Apprehension and anxiety are common for many patients prior to visiting the dentist. Unfortunately, many people suffer from a more severe form of anxiety know as dental phobia. If this causes you to delay or avoid treatment it can have a negative impact on your overall health.
Here are some strategies for relieving your dental anxiety:


Knowledge is the greatest defense against anxiety, according to the Academy of General Dentistry. Make sure that before any treatments your dentist has explained your treatment options, what will be performed, and what you should expect as the patient. Research any procedures you feel uncomfortable about. Talk to friends or family members who have received similar treatments about their experience. Become familiar with the dentist office where your treatment will take place. Dental offices have changed dramatically over the years, the environment is more soothing, the technology more advanced, and most procedures can be completed quickly and painlessly.
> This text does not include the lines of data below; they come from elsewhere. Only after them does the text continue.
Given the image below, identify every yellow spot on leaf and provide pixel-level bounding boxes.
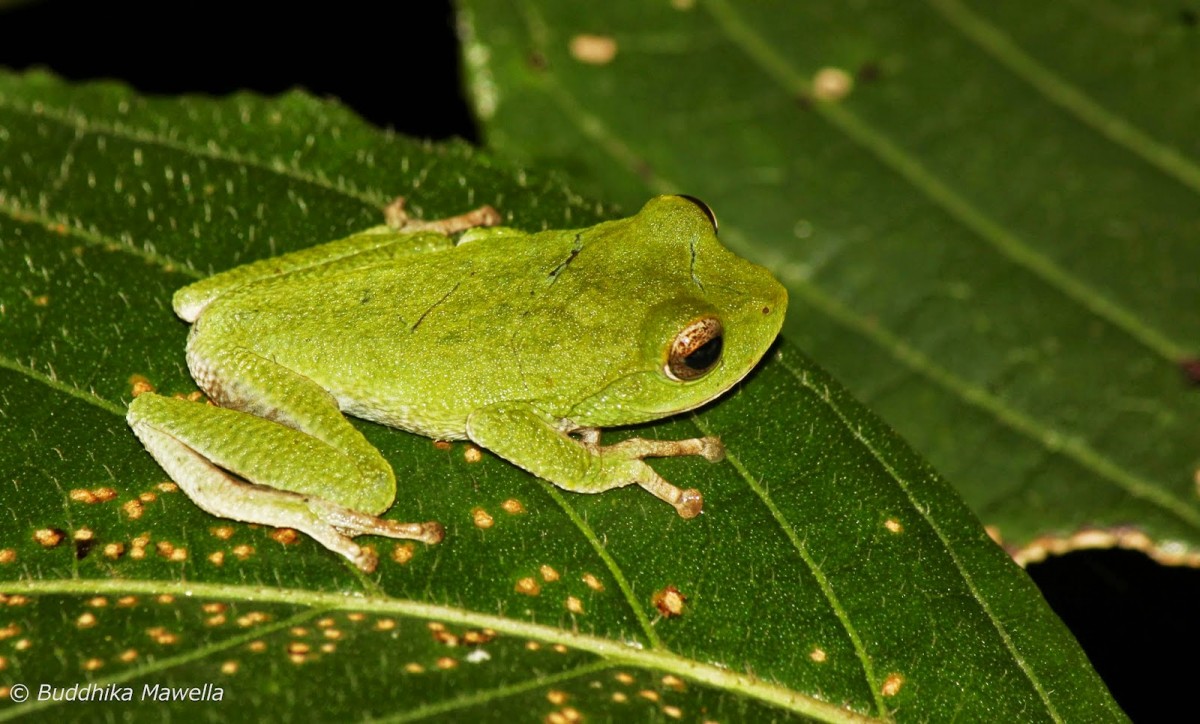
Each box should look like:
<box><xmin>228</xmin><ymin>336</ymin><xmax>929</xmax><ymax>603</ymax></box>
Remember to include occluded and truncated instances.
<box><xmin>880</xmin><ymin>674</ymin><xmax>904</xmax><ymax>696</ymax></box>
<box><xmin>233</xmin><ymin>543</ymin><xmax>254</xmax><ymax>561</ymax></box>
<box><xmin>650</xmin><ymin>586</ymin><xmax>688</xmax><ymax>618</ymax></box>
<box><xmin>570</xmin><ymin>34</ymin><xmax>617</xmax><ymax>65</ymax></box>
<box><xmin>470</xmin><ymin>508</ymin><xmax>496</xmax><ymax>528</ymax></box>
<box><xmin>514</xmin><ymin>576</ymin><xmax>541</xmax><ymax>596</ymax></box>
<box><xmin>130</xmin><ymin>375</ymin><xmax>154</xmax><ymax>397</ymax></box>
<box><xmin>34</xmin><ymin>528</ymin><xmax>66</xmax><ymax>548</ymax></box>
<box><xmin>68</xmin><ymin>487</ymin><xmax>96</xmax><ymax>503</ymax></box>
<box><xmin>391</xmin><ymin>543</ymin><xmax>416</xmax><ymax>566</ymax></box>
<box><xmin>812</xmin><ymin>67</ymin><xmax>854</xmax><ymax>101</ymax></box>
It's very important to communicate your fears and concerns to your dentist. There may be specialized care or medications that your dentist can provide to help with your anxiety, but you won't know unless you communicate your needs. Visit a dentist you trust, one who will take the time to talk to you and understand your fears. Make sure you have an open and honest relationship and that you are on the same page. Sometimes just knowing what to expect can eliminate your fears.
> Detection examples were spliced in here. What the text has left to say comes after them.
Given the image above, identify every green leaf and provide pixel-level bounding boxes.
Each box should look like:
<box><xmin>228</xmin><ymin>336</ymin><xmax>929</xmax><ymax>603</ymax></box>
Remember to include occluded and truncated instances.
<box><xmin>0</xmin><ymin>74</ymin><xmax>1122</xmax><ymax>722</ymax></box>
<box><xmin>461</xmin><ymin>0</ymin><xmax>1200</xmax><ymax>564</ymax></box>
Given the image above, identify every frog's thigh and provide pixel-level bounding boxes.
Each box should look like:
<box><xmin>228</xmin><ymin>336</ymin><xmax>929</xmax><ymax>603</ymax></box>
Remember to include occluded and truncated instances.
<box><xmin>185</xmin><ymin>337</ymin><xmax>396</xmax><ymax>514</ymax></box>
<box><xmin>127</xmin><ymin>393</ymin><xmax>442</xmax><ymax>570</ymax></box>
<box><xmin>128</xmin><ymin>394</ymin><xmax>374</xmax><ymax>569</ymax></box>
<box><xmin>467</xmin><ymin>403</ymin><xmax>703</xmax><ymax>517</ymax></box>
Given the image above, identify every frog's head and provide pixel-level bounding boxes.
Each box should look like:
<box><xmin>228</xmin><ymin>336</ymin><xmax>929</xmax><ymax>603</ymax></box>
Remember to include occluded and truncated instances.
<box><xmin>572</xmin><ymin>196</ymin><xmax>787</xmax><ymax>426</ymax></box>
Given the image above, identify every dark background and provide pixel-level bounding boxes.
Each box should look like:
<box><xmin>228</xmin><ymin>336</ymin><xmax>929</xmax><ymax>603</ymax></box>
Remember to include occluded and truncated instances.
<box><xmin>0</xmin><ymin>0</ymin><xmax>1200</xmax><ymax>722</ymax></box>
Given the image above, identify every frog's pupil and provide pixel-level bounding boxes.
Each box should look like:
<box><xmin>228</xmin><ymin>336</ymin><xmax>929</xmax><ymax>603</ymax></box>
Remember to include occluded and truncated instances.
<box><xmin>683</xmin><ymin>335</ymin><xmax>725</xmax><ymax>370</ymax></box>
Anxiety commonly causes people to inadvertently hold their breath. This only increases the panic feeling. Focus on breathing regularly and slowly, take big breaths and pause between inhaling and exhaling.

Distraction Techniques:

You may find that focusing your attention away from your dental treatment may help to avoid anxiety.

You may try:
  • listening to music, or watching a movie or TV
  • concentrating on relaxing your body and breathing
  • thinking about something that gives you pleasure (ie. playing baseball, relaxing on the beach).


    Making some minor changes to your diet before visiting the dentist can help with your anxiety. Try to avoid caffeine and stay away from sugary foods. Eat high-protein foods and drink plenty of water.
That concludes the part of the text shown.